Majority of localizability code in Gaia apps is related to localization of DOM nodes. With Mutation Observers we will be able to significantly reduce the amount of manual calls to mozL10n API and make majority of calls be just about settings data-l10n-id attribute with Mutation Observers doing the rest.

Not only will it reduce the use cases of mozL10n.translate and mozL10n.localize, but I expect to be able to cut by over 50% the number of manual mozL10n.get calls and manual operations that are currently used to set the result of that call into the node.

Mutation Observers will simplify Gaia code, reduce the amount of bugs related to language switching and get us closer to runtime l10n API that we want to offer for Gecko.

Bootstrap

There are still some interesting edge cases around how code boostrapping relies on particular pieces of environment. Does your code need DOM to be interactive? Does it need l10n resources to be loaded? Or maybe you need DOM to be localized? All those events happen asynchronously and we currently do not have a clean way to guard against any combination of those that your init code may require.

We’re working on a bootstrapping wrapper that will allow app developers to simply define which pieces of environment should their initialization be blocked by.

That will further secure the app boostrapping process and limit the risk of condition races.

mozDOMLocalized

One part of the bootstrap puzzle is how we fire event when certain bootstrap things happen. Right now we fire window.onlocalized event that means that mozL10n resources have been loaded, but doesn’t tell us anything about if document’s DOM has been localized (and is ready to be displayed).
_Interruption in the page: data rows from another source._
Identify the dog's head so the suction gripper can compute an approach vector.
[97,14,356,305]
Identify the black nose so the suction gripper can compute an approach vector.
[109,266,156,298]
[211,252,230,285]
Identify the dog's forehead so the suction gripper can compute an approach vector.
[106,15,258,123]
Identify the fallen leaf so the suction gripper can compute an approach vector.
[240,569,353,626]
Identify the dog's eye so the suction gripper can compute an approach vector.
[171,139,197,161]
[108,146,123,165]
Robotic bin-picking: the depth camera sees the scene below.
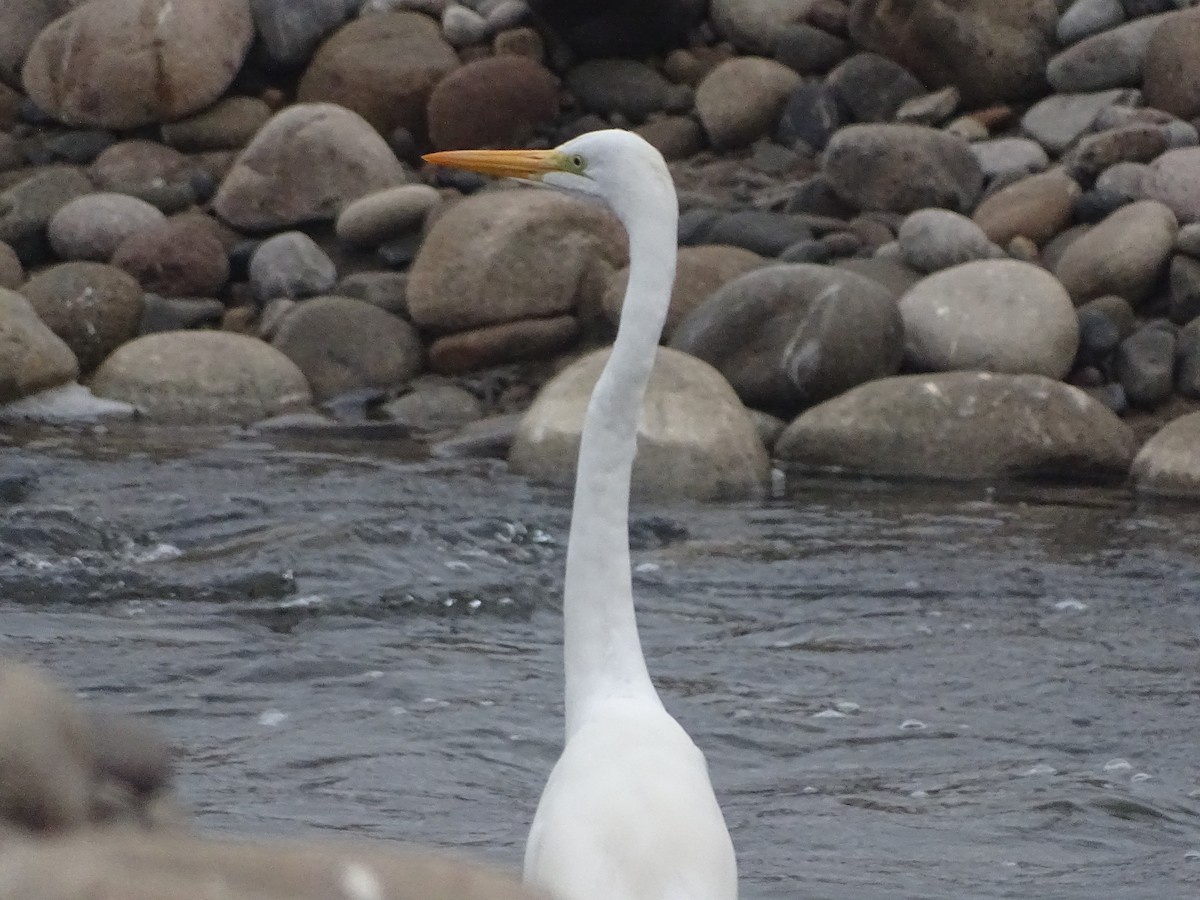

With the work on the new event, we’ll be able to remove the global one, and settle on triggering on event on document and one on mozL10n object. Did I tell you that we’re still cleaning up? 🙂

Move mozL10n to document

We originally placed mozL10n object as a property on navigator object. Because our API is transitioning to be per-document, it becomes an inconsistency and an obstacle to keep mozL10n API on navigator object. It hardly fits the world with iframes, ShadowDOM and HTML Templates. We’re going to move it to document.mozL10n.

Remove inline l10n

One of the built time optimizations that we have in Gaia is called inline l10n. We store some portion of the l10n resources within each HTML file in order to localize the UI before it is displayed. It’s not very scalable, costs us memory and performance, but historically helped us prevent flashes of untranslated content. We hope to be able to remove this optimization in this cycle which will significantly simplify our internal code and give us some small memory and performance wins.

Is this L20n yet?

While we introduce L20n concepts into mozL10n, we’re still pretty far from being able to say that we support L20n API in Gaia. There’s a lot of work to do and it’s going to be a challenging work as we port L20n concepts to Gaia, and merge lessons we learned while working on Gaia into L20n spec and implementation. What we hope to end up with is a single codebase used in Gaia and offered to web developers.

It’s an exciting journey and I’m so happy to make Firefox OS’s localizability the most modern among all OSes!